Nem o acordo de Viena nem o de Teerã pretendiam dar conta do desafio da política nuclear da República Islâmica. Cercada de segredo e dissimulação, essa política justifica o temor de que o país, embora signatário do Tratado de Não-Proliferação (TNP), busca os meios de fabricar a bomba. O jogo de gato e rato com os fiscais da AIEA, a descoberta de instalações nucleares clandestinas no seu território e a decisão - reafirmada anteontem - de continuar enriquecendo urânio fizeram o colegiado impor-lhe 3 pacotes de sanções em 3 anos.

O acordo de Viena, no 10.º mês do governo Obama, foi imaginado como teste e ponto de partida para eventuais conversações amplas sobre o impasse nuclear. O recuo iraniano - o mais recente de uma exasperante série - levou os EUA a trabalhar por novas e mais incisivas sanções. Contra isso, o presidente Lula se engajou na intensa atividade diplomática que deu no acordo de Teerã. Em dupla com a Turquia, o Brasil ofereceu ao Irã a chave para reabrir a porta que batera na cara da comunidade internacional há 7 meses. E a oferta vingou, pelo menos por ora.

O fato novo seria uma oportunidade para Washington pôr na geladeira o projeto das sanções, o que por sua vez poderia vir a modificar a equação iraniana. Foi o equivalente a pedir que esperasse para ver. Mas os EUA não só recusaram a trégua, como ainda fizeram o que podiam para conseguir o apoio do mais recalcitrante membro com poder de veto do Conselho de Segurança - a China, que importa do Irã cerca de 14% do petróleo e gás que consome. "Não vemos a hora de saber o que fez Pequim mudar de ideia", espantou-se um editorial do New York Times.

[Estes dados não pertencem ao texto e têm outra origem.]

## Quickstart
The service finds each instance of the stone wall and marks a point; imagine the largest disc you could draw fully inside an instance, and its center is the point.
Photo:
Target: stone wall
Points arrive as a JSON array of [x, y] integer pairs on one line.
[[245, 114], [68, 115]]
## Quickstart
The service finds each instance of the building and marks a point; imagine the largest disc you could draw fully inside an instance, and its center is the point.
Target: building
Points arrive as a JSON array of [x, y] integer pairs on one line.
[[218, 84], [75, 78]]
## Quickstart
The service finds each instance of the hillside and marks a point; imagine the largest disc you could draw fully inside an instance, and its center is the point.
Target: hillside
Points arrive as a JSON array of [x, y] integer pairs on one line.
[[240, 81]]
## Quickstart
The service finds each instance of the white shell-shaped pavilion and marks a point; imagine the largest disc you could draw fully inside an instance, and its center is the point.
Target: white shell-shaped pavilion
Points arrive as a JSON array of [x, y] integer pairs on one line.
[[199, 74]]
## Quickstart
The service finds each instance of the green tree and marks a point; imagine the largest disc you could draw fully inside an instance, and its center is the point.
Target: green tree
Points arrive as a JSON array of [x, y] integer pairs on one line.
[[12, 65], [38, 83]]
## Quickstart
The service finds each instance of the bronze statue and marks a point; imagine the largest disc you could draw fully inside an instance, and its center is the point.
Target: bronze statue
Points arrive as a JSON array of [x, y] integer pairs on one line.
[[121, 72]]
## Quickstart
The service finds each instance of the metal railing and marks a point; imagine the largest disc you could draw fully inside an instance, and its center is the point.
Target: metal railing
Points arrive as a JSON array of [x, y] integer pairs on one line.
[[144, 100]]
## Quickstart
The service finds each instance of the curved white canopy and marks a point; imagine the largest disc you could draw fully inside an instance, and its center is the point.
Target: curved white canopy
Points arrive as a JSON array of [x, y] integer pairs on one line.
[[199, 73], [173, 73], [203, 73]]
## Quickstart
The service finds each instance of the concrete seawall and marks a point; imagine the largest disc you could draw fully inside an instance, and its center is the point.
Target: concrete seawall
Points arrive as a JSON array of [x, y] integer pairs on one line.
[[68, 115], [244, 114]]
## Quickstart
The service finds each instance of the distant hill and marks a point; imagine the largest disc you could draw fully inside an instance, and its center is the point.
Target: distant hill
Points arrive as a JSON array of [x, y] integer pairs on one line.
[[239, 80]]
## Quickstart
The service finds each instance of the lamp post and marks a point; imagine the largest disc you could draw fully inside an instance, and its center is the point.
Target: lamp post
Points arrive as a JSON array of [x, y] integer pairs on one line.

Os chineses dizem defender a tática do "duplo trilho" - sanções com conversações. Como se os orgulhosos iranianos acedessem a sentar-se à mesa enquanto postos de castigo. É bem verdade que os EUA amenizaram as penas para fazê-las passar. Abandonaram, por exemplo, a pretensão de bloquear as exportações iranianas de óleo e as suas importações de gasolina, como Obama chegou a aventar na campanha (enquanto Hillary falava em "obliterar" o Irã). Agora, querem também que a ONU autorize a interceptação de embarcações suspeitas de transportar, de ou para o Irã, armamento e materiais para uso em instalações nucleares.

O aparente paradoxo da insistência dos EUA é que os próprios americanos confidenciam duvidar da eficácia das sanções. As três anteriores não retardaram o programa nuclear iraniano. Por que seria diferente hoje? E como as que estão em pauta no Conselho não serão aprovadas por unanimidade - Brasil, Turquia, Líbano, Nigéria, Uganda e Gabão deverão votar contra ou se abster - tampouco servirão para isolar diplomaticamente o regime dos aiatolás. Qual o ponto, portanto?